Canon A2E, Sony R1 & Panasonic TZ5
 
Jerry R said:
I just did a calculation for a course I am teaching next quarter on
the number of pixels required to represent an 8"x11" pixture and a
4"x6" picture with no visable degradation to the eye when viewed at a
distance of 12". Care to guess?

Canon A2E, Sony R1 & Panasonic TZ5
Click to expand...
LOL Jerry - that sounds like a loaded question!! Wouldn't a lot depend on the photo's dynamic range, DOF, detail content and ... if I had my glasses on??
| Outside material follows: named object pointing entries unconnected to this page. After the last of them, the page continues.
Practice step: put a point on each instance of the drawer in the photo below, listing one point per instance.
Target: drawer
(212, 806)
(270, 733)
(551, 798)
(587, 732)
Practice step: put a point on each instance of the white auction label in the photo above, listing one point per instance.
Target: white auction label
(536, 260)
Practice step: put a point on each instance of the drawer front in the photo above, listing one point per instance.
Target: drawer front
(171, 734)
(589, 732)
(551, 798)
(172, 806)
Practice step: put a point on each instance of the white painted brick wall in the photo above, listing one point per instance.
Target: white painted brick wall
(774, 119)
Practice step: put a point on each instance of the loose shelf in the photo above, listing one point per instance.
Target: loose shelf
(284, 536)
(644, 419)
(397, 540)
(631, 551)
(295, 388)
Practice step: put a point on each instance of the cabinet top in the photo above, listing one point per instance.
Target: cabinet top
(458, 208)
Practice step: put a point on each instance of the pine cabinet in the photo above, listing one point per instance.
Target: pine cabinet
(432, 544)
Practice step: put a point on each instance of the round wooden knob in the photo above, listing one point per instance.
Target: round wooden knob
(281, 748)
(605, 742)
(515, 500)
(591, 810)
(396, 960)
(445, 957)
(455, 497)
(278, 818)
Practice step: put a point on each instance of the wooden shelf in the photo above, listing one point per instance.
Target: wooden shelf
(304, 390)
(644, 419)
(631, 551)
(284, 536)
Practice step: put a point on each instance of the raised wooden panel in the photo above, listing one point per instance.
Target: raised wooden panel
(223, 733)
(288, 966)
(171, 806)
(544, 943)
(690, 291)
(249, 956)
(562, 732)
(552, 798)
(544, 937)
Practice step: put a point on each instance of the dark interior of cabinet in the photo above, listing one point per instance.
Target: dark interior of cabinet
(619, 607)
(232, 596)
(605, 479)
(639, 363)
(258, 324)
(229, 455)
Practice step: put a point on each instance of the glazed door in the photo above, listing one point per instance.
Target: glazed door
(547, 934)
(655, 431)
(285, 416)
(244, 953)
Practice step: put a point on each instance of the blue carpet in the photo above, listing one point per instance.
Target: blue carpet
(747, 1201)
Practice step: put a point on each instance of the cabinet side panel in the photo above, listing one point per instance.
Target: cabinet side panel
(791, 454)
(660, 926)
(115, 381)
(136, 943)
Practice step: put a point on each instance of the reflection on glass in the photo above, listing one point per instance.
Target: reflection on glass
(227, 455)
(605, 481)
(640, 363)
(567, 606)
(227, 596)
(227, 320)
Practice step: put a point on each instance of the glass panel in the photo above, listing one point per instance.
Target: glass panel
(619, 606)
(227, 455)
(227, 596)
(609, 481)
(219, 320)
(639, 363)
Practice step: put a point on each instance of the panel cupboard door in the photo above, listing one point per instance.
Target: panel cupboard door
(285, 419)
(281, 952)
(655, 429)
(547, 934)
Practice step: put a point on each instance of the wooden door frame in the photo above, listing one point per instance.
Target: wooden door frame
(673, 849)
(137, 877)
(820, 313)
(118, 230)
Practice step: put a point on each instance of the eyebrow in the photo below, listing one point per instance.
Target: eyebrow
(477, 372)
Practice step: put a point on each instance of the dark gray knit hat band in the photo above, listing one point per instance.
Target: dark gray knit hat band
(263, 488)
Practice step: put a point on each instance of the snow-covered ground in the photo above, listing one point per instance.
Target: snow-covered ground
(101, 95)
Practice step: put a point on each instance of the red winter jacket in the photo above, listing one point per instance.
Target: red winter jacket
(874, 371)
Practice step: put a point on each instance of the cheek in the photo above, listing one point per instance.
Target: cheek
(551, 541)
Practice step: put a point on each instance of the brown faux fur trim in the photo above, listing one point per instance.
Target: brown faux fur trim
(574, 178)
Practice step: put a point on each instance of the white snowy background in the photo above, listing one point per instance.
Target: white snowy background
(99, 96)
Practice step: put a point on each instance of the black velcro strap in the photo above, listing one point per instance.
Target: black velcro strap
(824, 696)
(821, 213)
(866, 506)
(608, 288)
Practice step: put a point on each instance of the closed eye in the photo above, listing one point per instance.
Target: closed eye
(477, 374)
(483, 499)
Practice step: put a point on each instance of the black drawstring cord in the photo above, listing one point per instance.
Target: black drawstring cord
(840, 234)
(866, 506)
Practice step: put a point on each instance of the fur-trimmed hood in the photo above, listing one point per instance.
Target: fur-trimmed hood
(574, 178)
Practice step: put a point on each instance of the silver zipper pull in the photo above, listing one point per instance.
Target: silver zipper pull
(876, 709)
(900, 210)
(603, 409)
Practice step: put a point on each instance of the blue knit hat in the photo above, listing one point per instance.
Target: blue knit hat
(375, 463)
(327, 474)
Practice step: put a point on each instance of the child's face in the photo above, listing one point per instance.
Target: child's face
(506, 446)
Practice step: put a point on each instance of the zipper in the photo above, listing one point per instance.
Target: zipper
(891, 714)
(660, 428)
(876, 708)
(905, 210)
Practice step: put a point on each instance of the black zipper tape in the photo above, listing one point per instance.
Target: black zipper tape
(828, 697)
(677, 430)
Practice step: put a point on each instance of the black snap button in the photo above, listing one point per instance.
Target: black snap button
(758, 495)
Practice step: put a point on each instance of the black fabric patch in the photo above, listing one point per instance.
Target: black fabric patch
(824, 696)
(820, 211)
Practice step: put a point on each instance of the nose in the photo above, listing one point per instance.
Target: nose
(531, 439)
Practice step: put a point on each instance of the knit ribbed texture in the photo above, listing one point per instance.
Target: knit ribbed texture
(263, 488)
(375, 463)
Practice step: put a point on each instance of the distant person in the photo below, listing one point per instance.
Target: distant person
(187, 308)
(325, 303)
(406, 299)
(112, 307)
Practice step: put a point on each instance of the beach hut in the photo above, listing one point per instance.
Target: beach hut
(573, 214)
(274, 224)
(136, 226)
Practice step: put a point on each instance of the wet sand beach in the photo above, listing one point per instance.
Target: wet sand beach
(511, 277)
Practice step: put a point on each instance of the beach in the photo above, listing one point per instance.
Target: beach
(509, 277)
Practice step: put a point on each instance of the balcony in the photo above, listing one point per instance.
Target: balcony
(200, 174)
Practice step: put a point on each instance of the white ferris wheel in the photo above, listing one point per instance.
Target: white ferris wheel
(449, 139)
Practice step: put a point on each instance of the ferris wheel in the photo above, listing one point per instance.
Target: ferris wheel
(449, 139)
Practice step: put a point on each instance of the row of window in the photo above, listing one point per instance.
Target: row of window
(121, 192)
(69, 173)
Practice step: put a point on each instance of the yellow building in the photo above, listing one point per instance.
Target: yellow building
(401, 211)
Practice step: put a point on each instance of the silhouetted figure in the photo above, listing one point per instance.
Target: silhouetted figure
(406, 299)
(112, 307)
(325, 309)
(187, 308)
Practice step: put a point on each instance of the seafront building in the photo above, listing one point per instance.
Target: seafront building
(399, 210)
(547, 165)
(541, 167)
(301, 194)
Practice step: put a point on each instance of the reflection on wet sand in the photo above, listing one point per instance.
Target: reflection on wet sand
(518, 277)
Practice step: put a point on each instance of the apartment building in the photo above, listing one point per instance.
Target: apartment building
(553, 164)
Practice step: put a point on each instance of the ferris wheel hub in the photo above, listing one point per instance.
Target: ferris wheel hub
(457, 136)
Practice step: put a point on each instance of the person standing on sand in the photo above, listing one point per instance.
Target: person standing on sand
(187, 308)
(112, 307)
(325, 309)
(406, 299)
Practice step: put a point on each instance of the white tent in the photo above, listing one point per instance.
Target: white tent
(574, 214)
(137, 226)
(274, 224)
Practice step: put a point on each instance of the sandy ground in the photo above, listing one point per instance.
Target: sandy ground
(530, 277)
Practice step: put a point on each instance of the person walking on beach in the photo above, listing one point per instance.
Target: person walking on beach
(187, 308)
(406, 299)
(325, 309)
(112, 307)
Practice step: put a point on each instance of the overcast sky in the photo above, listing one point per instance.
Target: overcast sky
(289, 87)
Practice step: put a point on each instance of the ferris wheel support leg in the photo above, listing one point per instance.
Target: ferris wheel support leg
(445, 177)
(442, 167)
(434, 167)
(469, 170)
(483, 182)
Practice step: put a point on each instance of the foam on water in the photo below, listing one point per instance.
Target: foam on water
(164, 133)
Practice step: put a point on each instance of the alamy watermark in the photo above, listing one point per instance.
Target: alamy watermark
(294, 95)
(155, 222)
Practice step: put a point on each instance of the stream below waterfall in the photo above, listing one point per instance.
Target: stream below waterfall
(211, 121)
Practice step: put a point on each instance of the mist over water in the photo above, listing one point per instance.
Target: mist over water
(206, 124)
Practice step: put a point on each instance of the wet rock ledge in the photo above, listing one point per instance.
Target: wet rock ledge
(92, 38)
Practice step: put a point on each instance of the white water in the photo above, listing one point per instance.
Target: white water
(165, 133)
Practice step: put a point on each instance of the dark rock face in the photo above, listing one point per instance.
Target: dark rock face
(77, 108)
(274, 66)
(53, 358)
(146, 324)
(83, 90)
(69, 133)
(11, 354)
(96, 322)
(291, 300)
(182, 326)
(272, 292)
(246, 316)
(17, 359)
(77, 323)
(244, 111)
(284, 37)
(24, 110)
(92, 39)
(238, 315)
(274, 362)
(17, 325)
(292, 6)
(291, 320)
Seriously - I have no idea, but I do have a question. Do you think it would be the same for an image viewed on a screen vs an image to be sent for printing an 8 x 11 or 4 x 6 photo?

BG
--

Always open to learn something new - feel free to disagree with me any time as long as you can do it politely!!
 
But I'd feel fairly confident that 5mp would do fine for 8x10, and 2mp for the 4x6 print.

At least, that's based on having made lots of prints from those two sizes!

I've got a few 8x10s from a 2mp camera, NOT upsampled with any special software...and it looks fine from 2 feet. Within 1 foot you'll see some pixel separation, but even that one is sufficient for normal viewing on a wall, and I have yet to have anyone notice that 2mp print standing out as notably worse than my 5, 7, or 10mp prints at the same size.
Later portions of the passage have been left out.